Most non-Indians who spoke
against the tribes at a public hearing in May couched their
protestations in politically acceptable terms. Away from the
microphones, some couldn’t hide their anger.
“The
government keeps giving Indians money — and where to they go with
it? To the bars,” a woman told me.
Tribes across the
country are watching the negotiations. The Department of Interior
has identified 19 wildlife refuges that have geographic, historical
and cultural ties to Indian tribes, as well as 34 parks and
national monuments, including Montana’s Glacier National
Park. In Alaska, every refuge and park — except Denali National
Park — is eligible for some type of Indian management.

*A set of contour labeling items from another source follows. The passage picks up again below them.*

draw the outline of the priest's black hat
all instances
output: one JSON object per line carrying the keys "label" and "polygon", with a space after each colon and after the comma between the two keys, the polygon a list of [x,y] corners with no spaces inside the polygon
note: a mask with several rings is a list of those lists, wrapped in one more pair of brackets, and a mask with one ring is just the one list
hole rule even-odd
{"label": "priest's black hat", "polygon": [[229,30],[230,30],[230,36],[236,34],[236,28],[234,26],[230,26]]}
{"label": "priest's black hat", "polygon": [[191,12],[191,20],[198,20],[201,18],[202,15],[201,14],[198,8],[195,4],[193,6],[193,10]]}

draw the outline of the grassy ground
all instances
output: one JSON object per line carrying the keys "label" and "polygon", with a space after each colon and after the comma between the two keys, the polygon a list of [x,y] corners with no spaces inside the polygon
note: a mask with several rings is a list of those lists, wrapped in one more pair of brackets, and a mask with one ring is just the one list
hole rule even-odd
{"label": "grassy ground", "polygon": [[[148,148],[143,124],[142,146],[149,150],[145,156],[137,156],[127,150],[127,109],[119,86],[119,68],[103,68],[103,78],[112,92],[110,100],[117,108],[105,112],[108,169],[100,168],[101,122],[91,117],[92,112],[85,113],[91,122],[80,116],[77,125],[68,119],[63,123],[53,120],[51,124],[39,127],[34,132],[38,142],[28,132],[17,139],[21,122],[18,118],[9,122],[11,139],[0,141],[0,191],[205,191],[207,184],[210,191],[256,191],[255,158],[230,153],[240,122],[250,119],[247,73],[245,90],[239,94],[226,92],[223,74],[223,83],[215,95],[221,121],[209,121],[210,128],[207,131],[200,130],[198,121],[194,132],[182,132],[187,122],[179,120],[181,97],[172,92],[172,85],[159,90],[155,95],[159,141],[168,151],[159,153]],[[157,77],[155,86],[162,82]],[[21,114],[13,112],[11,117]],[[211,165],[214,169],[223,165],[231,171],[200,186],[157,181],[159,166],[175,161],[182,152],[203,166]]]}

There ?s no doubt the Fish and Wildlife Service is doing an
excellent job running the National Bison Range and its other
refuges. Even with dwindling financial support, the National Park
Service somehow manages to keep toilets flushing and wildlife
relatively safe in our parks. So why fix something that isn’t
broken?
Because the unemployment rates across Indian
Country is a disgrace — reaching as high as 70 percent to 80
percent on some reservations. Hiring Indians to work in parks and
refuges located in their backyards may not open up many well-paying
jobs, but it will be a beginning. And if they don’t have the
skills right now — tribal members can be trained just like
everyone else.
As for the Salish and Kootenai,
they’ve shown a commitment to wildlife conservation. They
were the first to establish a wilderness area on tribal lands —
90,000 acres in the Mission Mountains — and they reintroduced
endangered peregrine falcons, trumpeter swans and leopard frogs to
the reservation.They held up reconstruction of Highway 93, the
busiest road in Montana, until the state agreed to incorporate
wildlife over-and underpasses in the design.
I had to
chuckle when a non-Indian speaker at the public meeting complained
that Indians thought they had some “special connection” to the
bison. Tribal council leader Fred Matt put it simply :
‘’We took care of the bison, and they took care of
us.’’
Maybe 100 years from now, if mad cow
disease ever spreads from Canada throughout North America and
prompts the slaughter of herd after herd, the descendants of
today’s ranchers will understand what it means to lose a
resource that informs every aspect of life. It would then be our
lot to yearn for a symbolic connection.